Ainsi le vent dominant occupe-t-il un rôle essentiel dans la manifestation de tout événement rendu visible et digne d'être retenu, ne serait-ce qu'un instant. Il donne au recueil sa force, son rythme, sa musique, et de magnifiques images : "Le vent sinue d'un tourment dans la gorge des pierres." Faisant songer à un géant ou à un "maître", il "march[e]" sur les collines, dépouille les fleurs et "découd le pays". C'est toute sa violence qui s'exprime dans les pages "D'Autan et D'Ancolie". 

Le vent témoigne également dans "Grand" du difficile labeur de la poétesse, placée dans l'ici et maintenant, au seuil de sa porte, entre le dedans et le dehors, ou bien à sa fenêtre qui "naufrage l'instant". Il n'y a pas besoin d'intention, seulement de "se clore en soi", et comme le défendait Monet lui-même, de laisser la fenêtre ouverte sur le monde, autrement dit, de ne pas refermer "les volets au gisant des maisons." L'être – et à travers lui "l’œil" – est alors pris tout entier dans les mouvements de l'extérieur qui foisonnent et brouillent quelque peu le réel, si bien que la poétesse ne peut d'abord en livrer qu'une impression. Il reste la nuit teintée de fantastique ("Au pied du miroir, un vase renversé, des fleurs en sommeil sur l'ombre. Au corps du miroir, l'inverse reflet, Narcisse au sommeil sombre.") et le silence d'où naissent les secrets et les mystères dont la poésie aimerait se saisir. 

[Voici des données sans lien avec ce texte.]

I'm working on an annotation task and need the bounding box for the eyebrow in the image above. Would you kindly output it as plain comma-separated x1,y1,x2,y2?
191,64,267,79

À travers l'image structurante de la fenêtre, l'on découvre cette appréhension poétique du réel. Et il faut saluer à quel point ce mot trivial, qui dénote dans ce recueil riche d'un lexique élaboré, provoque un tel spectre d'émotions, limitées habituellement à de rares instants de grâce. Car que voit la poétesse au seuil de ce qui la sépare d'elle-même et de l'espace de la maison, et dans lequel elle se place néanmoins par la vue justement que lui offre cette fenêtre ? Sans aucun doute la plus pure des poésies, débarrassée de tout carcan, de l'enveloppe qui souvent ne la fait apparaître qu'à moitié, ou qu'en simple croissant de lune quand l'on vise l'éclipse de tout procédé de langue et de style, et de tout préjugé. L'ambition des poètes n'est-il pas d'explorer le monde au-delà du présupposé cartésien selon lequel nous ne pouvons voir que ce que notre jugement nous aura, préalablement, appris à comprendre ? 

C'est ce quelque chose d'inaccessible à première vue, dégagé dans l'instant, que nous livre Béatrice Pailler dans la dernière partie de son livre, en tentant d'apprivoiser la lumière égarée dans le paysage, l'ailleurs recherché par le marcheur qui pointe à l'horizon, l'infini au-delà du réel, tout ce qui, en somme, constitue "L'Autre Versant". 

David Dielen 

Béatrice Pailler, L'Autre Versant, Le Silence qui roule, 2022, 99 pages.